Route of administration:
oral: gavage
Doses:
1, 2, 4, 8 ml/kg
No. of animals per sex per dose:
2
Control animals:
not specified
Details on study design:
- Duration of observation period following administration: 9 days
- Frequency of observations and weighing: daily
- Other examinations performed: clinical signs

Results and discussion

Effect levelsopen allclose all
Key result
Sex:
male
Dose descriptor:
LD50
Effect level:
> 8 mL/kg bw
Remarks on result:
other: (~6984) mg/kg/bw)
Key result
Sex:
female
Dose descriptor:
LD50
Effect level:
4 mL/kg bw
Remarks on result:
other: (~3492 mg/kg/bw)
Mortality:
One female at the 4 ml/kg dosage died on day 7 of the study. The two females given dosages of 8 ml/kg died on day 7 of the study. No males at any dosage level died during the study.
Clinical signs:
other: One female from the 8 ml/kg dosage group became ataxic on day 4, a condition that persisted until the death of the animal on day 7.

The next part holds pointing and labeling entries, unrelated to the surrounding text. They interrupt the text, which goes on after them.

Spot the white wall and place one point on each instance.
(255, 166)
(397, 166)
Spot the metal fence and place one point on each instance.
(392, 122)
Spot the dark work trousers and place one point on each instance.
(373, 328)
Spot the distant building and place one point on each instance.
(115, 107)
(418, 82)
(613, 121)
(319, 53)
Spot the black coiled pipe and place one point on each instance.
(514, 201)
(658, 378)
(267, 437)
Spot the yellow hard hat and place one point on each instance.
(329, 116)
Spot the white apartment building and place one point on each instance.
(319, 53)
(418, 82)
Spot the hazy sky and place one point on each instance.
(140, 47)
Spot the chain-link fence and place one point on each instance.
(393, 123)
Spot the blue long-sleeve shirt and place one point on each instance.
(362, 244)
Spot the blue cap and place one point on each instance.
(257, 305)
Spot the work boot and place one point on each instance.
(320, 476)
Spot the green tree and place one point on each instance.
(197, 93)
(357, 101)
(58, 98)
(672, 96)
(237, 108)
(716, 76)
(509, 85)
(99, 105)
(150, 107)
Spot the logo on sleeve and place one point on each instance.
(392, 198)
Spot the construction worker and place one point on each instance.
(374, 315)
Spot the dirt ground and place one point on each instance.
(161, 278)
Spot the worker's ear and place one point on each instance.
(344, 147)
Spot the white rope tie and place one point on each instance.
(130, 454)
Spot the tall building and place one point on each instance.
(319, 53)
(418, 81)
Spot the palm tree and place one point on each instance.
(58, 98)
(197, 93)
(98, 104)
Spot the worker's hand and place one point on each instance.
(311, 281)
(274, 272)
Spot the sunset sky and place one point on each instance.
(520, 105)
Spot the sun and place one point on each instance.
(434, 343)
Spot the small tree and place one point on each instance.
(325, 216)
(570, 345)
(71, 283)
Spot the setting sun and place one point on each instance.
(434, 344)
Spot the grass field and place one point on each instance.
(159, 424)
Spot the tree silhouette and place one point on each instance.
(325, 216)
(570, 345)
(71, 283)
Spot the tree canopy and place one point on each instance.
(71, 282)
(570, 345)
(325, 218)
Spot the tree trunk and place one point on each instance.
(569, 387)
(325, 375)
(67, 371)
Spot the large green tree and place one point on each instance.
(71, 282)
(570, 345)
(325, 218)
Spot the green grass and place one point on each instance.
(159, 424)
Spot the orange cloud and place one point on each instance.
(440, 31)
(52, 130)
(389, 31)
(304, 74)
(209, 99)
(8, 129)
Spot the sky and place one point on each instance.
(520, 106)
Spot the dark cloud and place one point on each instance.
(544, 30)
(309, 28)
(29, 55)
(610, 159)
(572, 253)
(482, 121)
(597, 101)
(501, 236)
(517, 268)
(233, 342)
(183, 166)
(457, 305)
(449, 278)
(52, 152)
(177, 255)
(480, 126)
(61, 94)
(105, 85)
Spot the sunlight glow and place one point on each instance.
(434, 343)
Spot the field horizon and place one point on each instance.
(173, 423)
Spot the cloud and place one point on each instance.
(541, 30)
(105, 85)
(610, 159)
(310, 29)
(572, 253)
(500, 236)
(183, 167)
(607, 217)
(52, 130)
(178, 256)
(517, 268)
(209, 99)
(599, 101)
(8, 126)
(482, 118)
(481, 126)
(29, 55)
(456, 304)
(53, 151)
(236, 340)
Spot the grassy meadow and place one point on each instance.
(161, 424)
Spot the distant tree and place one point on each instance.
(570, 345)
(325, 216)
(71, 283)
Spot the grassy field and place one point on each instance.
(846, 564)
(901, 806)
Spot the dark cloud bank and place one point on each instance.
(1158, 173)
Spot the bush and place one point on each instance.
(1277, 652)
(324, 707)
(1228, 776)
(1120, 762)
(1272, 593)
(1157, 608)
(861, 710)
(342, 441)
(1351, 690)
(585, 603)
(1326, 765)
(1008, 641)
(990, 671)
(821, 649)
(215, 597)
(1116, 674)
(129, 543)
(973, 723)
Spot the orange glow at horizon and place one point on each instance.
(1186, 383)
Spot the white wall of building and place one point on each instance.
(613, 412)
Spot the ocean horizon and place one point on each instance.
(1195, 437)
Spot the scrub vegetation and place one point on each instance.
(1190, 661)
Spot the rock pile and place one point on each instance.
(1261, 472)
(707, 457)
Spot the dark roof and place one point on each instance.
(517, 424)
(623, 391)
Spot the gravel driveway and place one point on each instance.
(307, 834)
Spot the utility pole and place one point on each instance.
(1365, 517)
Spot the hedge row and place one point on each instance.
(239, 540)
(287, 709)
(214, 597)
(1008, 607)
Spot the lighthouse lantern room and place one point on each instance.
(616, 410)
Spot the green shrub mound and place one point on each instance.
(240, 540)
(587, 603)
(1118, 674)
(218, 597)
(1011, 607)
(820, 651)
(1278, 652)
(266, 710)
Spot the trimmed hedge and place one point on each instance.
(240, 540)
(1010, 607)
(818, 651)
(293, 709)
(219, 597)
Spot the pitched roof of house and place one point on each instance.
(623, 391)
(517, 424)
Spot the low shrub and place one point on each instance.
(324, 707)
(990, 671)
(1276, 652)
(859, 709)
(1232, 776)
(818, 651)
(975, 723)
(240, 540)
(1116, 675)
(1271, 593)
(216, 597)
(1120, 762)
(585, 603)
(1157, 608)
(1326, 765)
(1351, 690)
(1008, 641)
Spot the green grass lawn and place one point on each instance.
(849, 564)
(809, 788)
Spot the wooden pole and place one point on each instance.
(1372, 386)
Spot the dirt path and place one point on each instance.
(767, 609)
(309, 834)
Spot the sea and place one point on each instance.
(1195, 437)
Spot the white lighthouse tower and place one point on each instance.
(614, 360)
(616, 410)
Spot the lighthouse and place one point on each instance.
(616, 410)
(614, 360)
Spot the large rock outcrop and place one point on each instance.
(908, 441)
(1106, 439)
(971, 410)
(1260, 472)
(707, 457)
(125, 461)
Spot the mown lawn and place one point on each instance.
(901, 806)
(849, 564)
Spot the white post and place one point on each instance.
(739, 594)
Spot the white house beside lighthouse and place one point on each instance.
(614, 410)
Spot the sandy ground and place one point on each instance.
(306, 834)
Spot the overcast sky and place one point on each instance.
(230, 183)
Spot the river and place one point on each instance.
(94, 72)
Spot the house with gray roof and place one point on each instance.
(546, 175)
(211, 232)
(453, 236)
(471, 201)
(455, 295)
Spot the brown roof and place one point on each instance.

Applicant's summary and conclusion

Interpretation of results:
other: Not classified
Remarks:
Criteria used for interpretation of results: EU
Conclusions:
The LD50 for female rats was 4 ml/kg bw. The LD50 for male rats was > 8 ml/kg (6984 mg/kg/bw). Given the relative density of 0.873 g/ml for the test substance, the LD50 for female rats is equivalent to 3492 mg/kg bw, at which level the test substance is considered not classifiable.
Executive summary:

This study was conducted to determine the acute oral toxicity of Hydrocarbons, C9, aromatics to rats. 2 male and 2 female rats dosed with 1, 2, 4, or 8 ml/kg of test substance via oral gavage. One female rat in the 4 ml/kg exposure group died, and both females in the 8 ml/kg exposure group died after showing signs of lethargy and ataxia. None of the male rats in the study died. The LD50 for female rats is then 4 ml/kg. The LD50 for male rats is > 8 ml/kg (6984 mg/kg bw). According to EU GHS guidelines, the test substance is not classified as being toxic.